Hayatta kalma, korku ve macera türünün sevilen örneklerinden biri olmaya aday olan Until Dawn, bakalım aradığımız korku hasretini giderebilmiş mi?
Bu sevgili sekiz arkadaşımız daha oyunun başında katilden habersizler. Yani oyunun ilk birkaç saatinde, kabine varış süresinde, birbirlerine şakalar yapan, muhabbet eden bir grup gençle tanışıyoruz. Bu sırada birbirlerini korkutmaya çalışıyor, aptal şakalar yapıyor veya gizemli bir şeyleri çözüp, gerçek korkunun tadına varıyorlar.
Kontroller
Buraya kadar hikaye ve karakterlerin birbirleriyle olan ilişkilerin ne kadar önemli olduğunu fark etmişsinizdir. Asıl olaya gelmeden önce kontroller hakkında sizi bilgilendireyim. PS4 kontrolörünün nimetlerinden yararlanan Until Dawn, aksiyonu bizim yaşamamıza izin veren bir korku oyunu değil. Oyun, daha çok ara sahnelerde, bizim doğru tuşa basmamızla birlikte ilerliyor. Ormanda kaçarken bir kütüğün üzerinden atlama esnasında oyun bize hangi tuşa basmamız gerektiğini gösteriyor veya bulduğumuz bir nesneyi incelerken de aynı durum söz konusu. Yol ayrımlarında, karakterlerin birbirleri arasında konuşurken asabi veya nazik tepki vermelerine kadar önemli detaylar bizim kontrolümüzde. Aslında o kadar da “çok” kısıtlayan bir macera oyunu değil. Birçok eşya ile etkileşime geçebiliyor ve elimizde fenerimizle, karanlığın içerisine dalıveriyoruz. Tabii oyun bize izin verirse. Ah, bir de araya giren zıplatma sahneleri olmasa… Bu konuyu sonraya bırakıyorum. Oyunun en önemli “kelebek etkisi” dediğimiz olayı detaylandırmakta fayda var.

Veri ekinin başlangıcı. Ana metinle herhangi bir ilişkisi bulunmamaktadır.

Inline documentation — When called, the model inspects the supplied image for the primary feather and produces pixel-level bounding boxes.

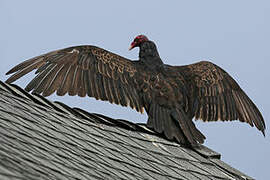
[6,35,265,145]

Kelebek etkisi, totemler, kızılderililer, zombiler, hayaletler! Ne oluyor burada?!
Oyundaki kelebek etkisi dediğimiz olay, gerçek anlamda düşündüğünüz şey ile aynı. Oyunun macera türünü de içermesinini en güzel yan da bu zaten. Kontrol ettiğimiz karakterlerin aldığı kararlar, başka bir olayı tetikliyor ve gelecekteki aksiyonumuzu veya diğer karakterlerin kaderi bile değiştirebiliyor. Bir sincabı beslemek ile korkutmak arasında yaptığımız seçim bile farklı olayları tetikleyebiliyor.
Oyunumuz “psikopat katil”i bulmaktan daha fazlasını sunuyor. Ormanda veya dağ evinde gezerken, çeşitli ipuçları buluyor ve hatta bize klavuzluk edecek totemlere denk geliyoruz. Bu totemler, bazı inanışlarda kızılderililere kadar farklı bir hikayeyi gözler önüne seriyor. Her bir totemin, bize farklı bir yararı var. Siyah totemler ölüm, sarı totemler kılavuzluk, kahverengi totemler kayıp, kırmızı totemler tehlike, beyaz totemler ise kısmet anlamına geliyor. Ancak bu anlamlar, her zaman iyi veya her zaman kötü olayları göstermiyor. Oyundaki inanışta bu totemler, kelebeklerin rüyalarını ve önsezilerini simgeliyor. Her bir totem parçası, gelecekte yaşanacak “muhtemel” olayları önceden haber veriyor. Ancak oyunda bu kehanetlerin gerçekleşip, gerçekleşmemesi tamamen bizim elimizde. Totemleri buldukça, geçmişteki yaşanan olaylar ortaya çıkıyor.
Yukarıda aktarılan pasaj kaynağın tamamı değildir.